Mayor Michelle Kaufusi climbed into a tractor Tuesday morning and kicked off the demolition of the old Shopko building at “The Mix at River’s Edge.”
The new development sits on the 29-acre site of the old Plum Tree Shopping Center along University Parkway. It will include hundreds of housing units, retail, and office space.
“I think the citizens are going to be thrilled just to see a shovel in the ground,” said Kaufusi.
It’s taken a long time to get to this point. 2News first reported plans for the project in March 2016. Then-Mayor John Curtis touted the development and said work would begin soon. But it didn’t. After some demolition, the area sat dormant for years.
Two weeks ago, 2News reported on the delay and asked city officials the reason for the holdup. Provo Economic Development Director Keith Morey alluded to that Tuesday at the ceremony to get the project started.
“When Daniel Woodruff from channel 2 talked to me a couple of weeks ago, he asked — after years and years of waiting for this project — when it was going to start, and I told him soon,” Morey said. “I hope this is soon enough.”
This new wave of activity comes after a new owner — Utah-based Brighton Development — came into the picture a few months ago, jump-starting the project.
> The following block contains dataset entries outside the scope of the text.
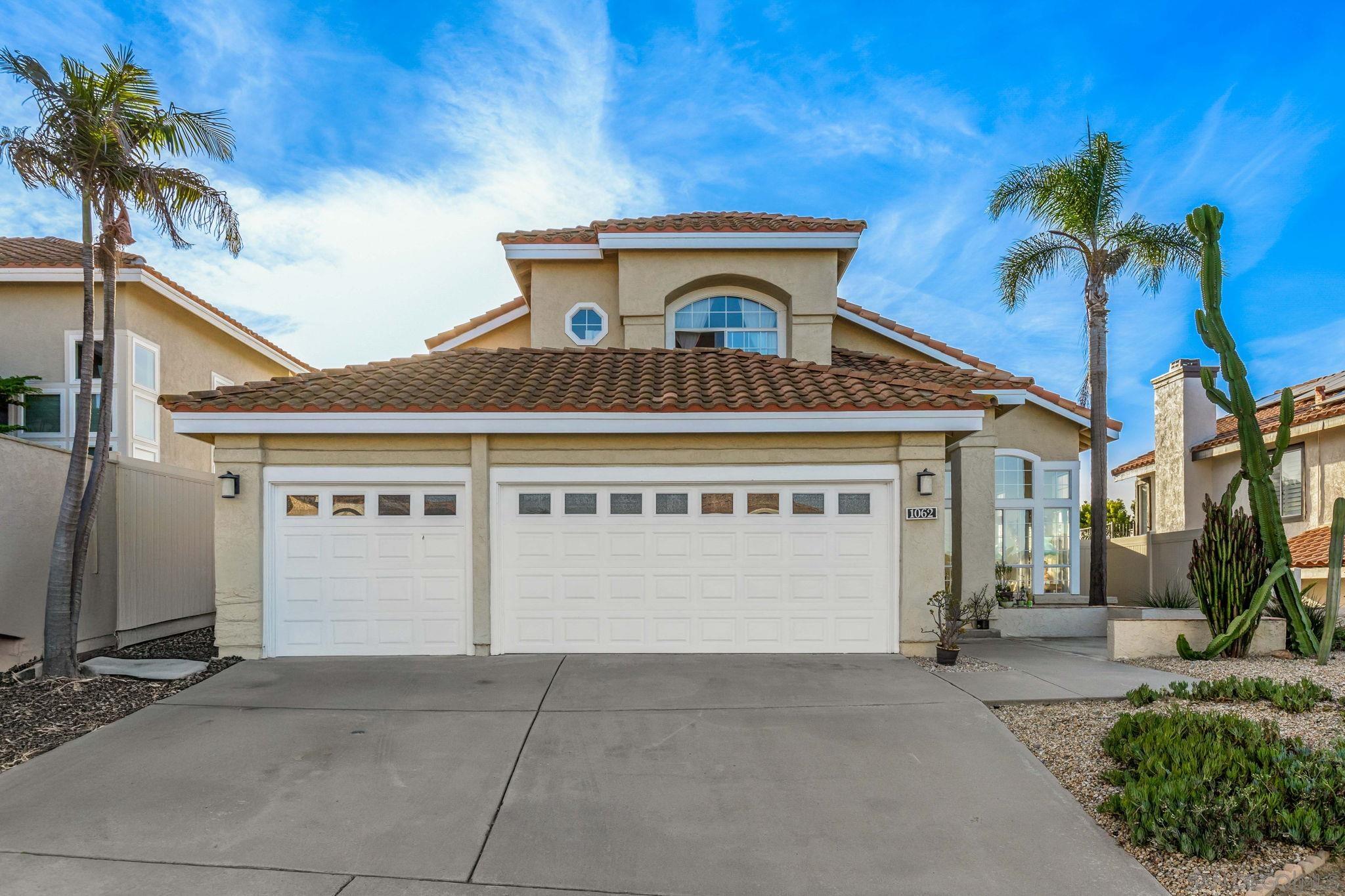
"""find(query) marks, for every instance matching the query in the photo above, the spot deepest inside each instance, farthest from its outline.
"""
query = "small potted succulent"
(950, 620)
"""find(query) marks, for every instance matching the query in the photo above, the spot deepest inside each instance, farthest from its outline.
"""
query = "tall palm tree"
(100, 139)
(1079, 202)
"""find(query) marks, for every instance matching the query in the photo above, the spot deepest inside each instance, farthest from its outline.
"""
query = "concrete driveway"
(479, 777)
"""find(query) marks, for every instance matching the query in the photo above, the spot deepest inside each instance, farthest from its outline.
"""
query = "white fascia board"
(228, 422)
(542, 251)
(1024, 396)
(678, 475)
(904, 340)
(730, 241)
(137, 276)
(485, 328)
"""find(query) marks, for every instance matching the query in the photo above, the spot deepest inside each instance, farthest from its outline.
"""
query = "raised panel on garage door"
(369, 570)
(712, 567)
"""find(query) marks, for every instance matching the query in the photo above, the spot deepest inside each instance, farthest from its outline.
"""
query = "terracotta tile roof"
(716, 222)
(477, 322)
(1143, 459)
(1308, 409)
(53, 251)
(592, 379)
(943, 349)
(926, 371)
(1309, 548)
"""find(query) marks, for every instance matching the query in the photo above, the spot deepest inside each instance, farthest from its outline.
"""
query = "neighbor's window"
(1289, 482)
(1013, 477)
(1055, 548)
(726, 322)
(42, 413)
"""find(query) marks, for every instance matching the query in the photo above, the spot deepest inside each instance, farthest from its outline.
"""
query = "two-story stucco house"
(146, 563)
(677, 438)
(1196, 453)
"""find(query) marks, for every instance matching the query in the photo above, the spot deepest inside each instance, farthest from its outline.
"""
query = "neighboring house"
(1196, 453)
(677, 438)
(150, 565)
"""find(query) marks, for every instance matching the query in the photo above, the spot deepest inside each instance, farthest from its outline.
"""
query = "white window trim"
(1039, 505)
(602, 314)
(782, 314)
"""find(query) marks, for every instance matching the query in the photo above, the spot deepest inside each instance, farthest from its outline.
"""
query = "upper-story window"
(726, 322)
(585, 324)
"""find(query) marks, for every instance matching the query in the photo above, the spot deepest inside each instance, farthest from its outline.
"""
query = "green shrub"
(1174, 595)
(1298, 696)
(1214, 785)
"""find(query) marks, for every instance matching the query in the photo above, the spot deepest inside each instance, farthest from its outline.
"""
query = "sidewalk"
(1049, 671)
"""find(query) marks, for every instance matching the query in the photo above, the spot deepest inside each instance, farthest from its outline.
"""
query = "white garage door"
(368, 568)
(694, 567)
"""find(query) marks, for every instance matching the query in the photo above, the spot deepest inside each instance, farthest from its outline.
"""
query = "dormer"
(734, 280)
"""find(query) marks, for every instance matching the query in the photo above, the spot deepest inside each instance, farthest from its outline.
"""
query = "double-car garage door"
(621, 562)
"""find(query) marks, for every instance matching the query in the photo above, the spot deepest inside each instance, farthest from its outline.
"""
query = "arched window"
(726, 322)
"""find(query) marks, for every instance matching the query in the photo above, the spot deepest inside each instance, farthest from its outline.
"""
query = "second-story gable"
(732, 280)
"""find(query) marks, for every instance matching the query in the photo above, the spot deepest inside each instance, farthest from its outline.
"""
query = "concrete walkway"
(1051, 671)
(651, 775)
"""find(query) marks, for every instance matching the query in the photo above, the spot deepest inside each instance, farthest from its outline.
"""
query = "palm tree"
(1078, 200)
(100, 139)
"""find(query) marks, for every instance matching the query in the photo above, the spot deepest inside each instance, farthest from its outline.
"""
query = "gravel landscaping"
(1278, 668)
(37, 716)
(1066, 736)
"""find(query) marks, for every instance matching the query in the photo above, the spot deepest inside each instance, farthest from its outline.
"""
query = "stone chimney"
(1183, 417)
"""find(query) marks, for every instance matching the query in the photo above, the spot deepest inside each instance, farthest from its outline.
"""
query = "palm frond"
(1030, 259)
(1151, 250)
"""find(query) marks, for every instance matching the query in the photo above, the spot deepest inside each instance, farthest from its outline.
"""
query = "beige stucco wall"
(1324, 476)
(33, 341)
(803, 280)
(240, 528)
(1030, 427)
(558, 285)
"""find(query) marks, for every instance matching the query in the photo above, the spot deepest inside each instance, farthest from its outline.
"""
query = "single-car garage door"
(368, 568)
(634, 566)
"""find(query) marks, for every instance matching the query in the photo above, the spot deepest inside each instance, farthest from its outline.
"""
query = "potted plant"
(981, 608)
(950, 621)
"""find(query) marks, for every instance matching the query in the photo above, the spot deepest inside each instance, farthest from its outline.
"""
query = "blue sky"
(384, 146)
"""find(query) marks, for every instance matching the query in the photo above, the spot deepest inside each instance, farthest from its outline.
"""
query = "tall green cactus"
(1256, 463)
(1227, 566)
(1333, 581)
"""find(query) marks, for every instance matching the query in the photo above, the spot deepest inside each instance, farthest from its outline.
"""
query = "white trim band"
(249, 422)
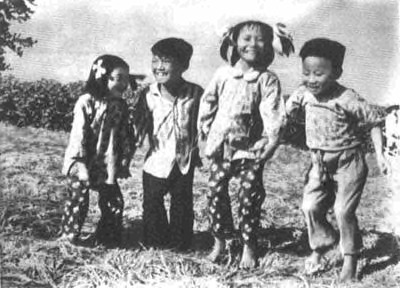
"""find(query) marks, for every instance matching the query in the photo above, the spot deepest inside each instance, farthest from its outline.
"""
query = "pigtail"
(282, 40)
(227, 46)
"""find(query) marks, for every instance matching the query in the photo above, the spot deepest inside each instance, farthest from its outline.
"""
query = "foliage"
(44, 103)
(13, 11)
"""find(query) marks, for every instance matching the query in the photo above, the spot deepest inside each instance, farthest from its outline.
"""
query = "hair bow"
(99, 69)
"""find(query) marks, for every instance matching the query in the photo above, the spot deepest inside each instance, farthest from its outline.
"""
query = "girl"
(99, 152)
(241, 115)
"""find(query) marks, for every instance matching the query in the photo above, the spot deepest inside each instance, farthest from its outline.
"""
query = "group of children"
(242, 116)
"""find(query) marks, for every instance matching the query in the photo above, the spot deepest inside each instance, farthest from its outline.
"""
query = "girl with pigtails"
(241, 116)
(99, 152)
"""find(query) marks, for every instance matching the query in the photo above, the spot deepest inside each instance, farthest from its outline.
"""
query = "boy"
(334, 116)
(167, 112)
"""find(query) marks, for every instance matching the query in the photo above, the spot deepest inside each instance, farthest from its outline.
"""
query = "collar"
(156, 91)
(250, 75)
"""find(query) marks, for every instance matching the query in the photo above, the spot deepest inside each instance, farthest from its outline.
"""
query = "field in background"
(33, 193)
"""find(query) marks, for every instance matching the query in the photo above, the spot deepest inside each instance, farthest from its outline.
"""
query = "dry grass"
(32, 196)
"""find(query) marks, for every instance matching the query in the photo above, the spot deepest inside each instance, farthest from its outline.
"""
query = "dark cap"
(325, 48)
(176, 48)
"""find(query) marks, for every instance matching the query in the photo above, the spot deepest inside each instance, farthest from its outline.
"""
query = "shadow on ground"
(384, 252)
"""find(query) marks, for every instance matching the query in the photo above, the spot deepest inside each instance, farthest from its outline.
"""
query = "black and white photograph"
(200, 143)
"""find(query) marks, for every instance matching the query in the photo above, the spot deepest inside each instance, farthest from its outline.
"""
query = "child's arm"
(127, 143)
(272, 110)
(142, 121)
(370, 116)
(76, 153)
(377, 140)
(208, 107)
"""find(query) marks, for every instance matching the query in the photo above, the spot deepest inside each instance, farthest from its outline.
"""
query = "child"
(392, 154)
(334, 116)
(167, 112)
(99, 152)
(241, 115)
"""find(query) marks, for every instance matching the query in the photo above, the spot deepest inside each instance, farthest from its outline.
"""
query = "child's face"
(118, 81)
(318, 74)
(251, 44)
(166, 69)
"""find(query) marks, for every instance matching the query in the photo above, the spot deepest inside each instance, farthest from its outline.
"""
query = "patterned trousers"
(179, 231)
(251, 197)
(109, 228)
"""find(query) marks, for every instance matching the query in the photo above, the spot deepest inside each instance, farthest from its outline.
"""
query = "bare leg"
(218, 249)
(349, 269)
(249, 259)
(313, 263)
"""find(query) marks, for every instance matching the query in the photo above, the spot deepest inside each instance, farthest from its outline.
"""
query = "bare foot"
(249, 258)
(349, 269)
(218, 249)
(314, 263)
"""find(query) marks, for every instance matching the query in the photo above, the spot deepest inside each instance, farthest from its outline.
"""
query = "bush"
(44, 103)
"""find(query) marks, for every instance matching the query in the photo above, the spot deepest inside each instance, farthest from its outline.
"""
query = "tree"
(13, 11)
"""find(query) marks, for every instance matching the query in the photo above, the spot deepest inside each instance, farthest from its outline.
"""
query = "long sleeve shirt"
(238, 103)
(335, 122)
(170, 126)
(100, 140)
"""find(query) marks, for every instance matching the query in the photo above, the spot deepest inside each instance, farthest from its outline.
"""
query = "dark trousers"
(251, 197)
(111, 205)
(179, 231)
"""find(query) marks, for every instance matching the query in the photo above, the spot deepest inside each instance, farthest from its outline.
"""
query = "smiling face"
(118, 81)
(166, 70)
(251, 44)
(318, 75)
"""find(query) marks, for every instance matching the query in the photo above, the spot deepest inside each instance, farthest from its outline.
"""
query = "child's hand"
(83, 173)
(383, 164)
(123, 171)
(263, 149)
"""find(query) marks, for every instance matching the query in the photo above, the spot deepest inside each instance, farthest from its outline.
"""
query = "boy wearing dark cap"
(334, 116)
(167, 112)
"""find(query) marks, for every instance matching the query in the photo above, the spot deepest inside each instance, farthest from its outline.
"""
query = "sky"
(72, 33)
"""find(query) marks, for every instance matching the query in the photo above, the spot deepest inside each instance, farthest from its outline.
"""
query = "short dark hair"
(102, 66)
(176, 48)
(231, 40)
(325, 48)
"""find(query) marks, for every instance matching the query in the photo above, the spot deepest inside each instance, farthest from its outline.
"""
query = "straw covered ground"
(33, 192)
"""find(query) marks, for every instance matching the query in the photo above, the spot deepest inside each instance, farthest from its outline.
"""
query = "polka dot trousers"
(111, 205)
(251, 197)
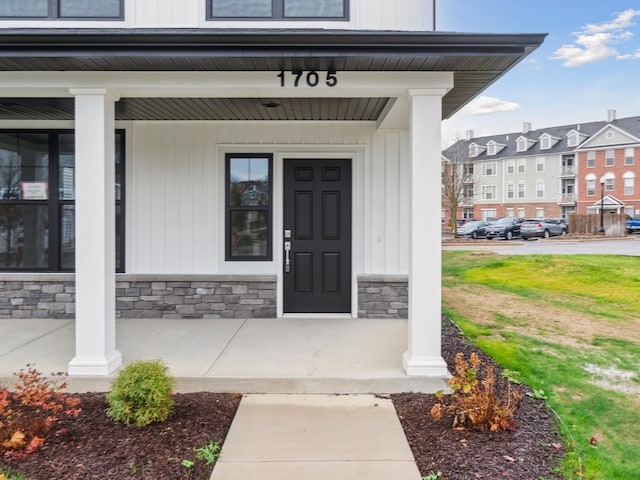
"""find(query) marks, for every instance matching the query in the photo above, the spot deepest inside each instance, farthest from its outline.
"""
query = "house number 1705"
(309, 78)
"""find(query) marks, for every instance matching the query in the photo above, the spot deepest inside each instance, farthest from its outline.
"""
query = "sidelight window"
(248, 207)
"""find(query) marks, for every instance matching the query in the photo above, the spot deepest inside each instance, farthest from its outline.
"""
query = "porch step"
(278, 385)
(342, 437)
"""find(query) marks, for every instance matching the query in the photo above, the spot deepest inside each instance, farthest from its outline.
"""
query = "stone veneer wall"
(383, 296)
(185, 296)
(144, 296)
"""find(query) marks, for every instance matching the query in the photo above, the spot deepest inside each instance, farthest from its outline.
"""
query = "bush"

Brighton CEO Nate Pugsley said new buildings will start going up in the next few months.
“That was our goal is we wanted to turn and burn on this,” Pugsley said.
Brighton Development plans to build 173 townhome-style condos for sale and 250 apartments for rent — needed housing in a tight market.
“This is a great opportunity to help with that,” said Pugsley. “We’ve seen an unprecedented demand this last year.”
Pugsley estimated the condos will sell between $300,000 and $400,000. He said the apartments will be leased at the market rate.
Kaufusi said she hopes the new housing will make a difference in a college town where demand for places to live is high.
“Every development, we hope, it helps a little bit more,” she said.
This project is basically all privately financed, leaders tell 2News, with just a small amount coming from tax incentives.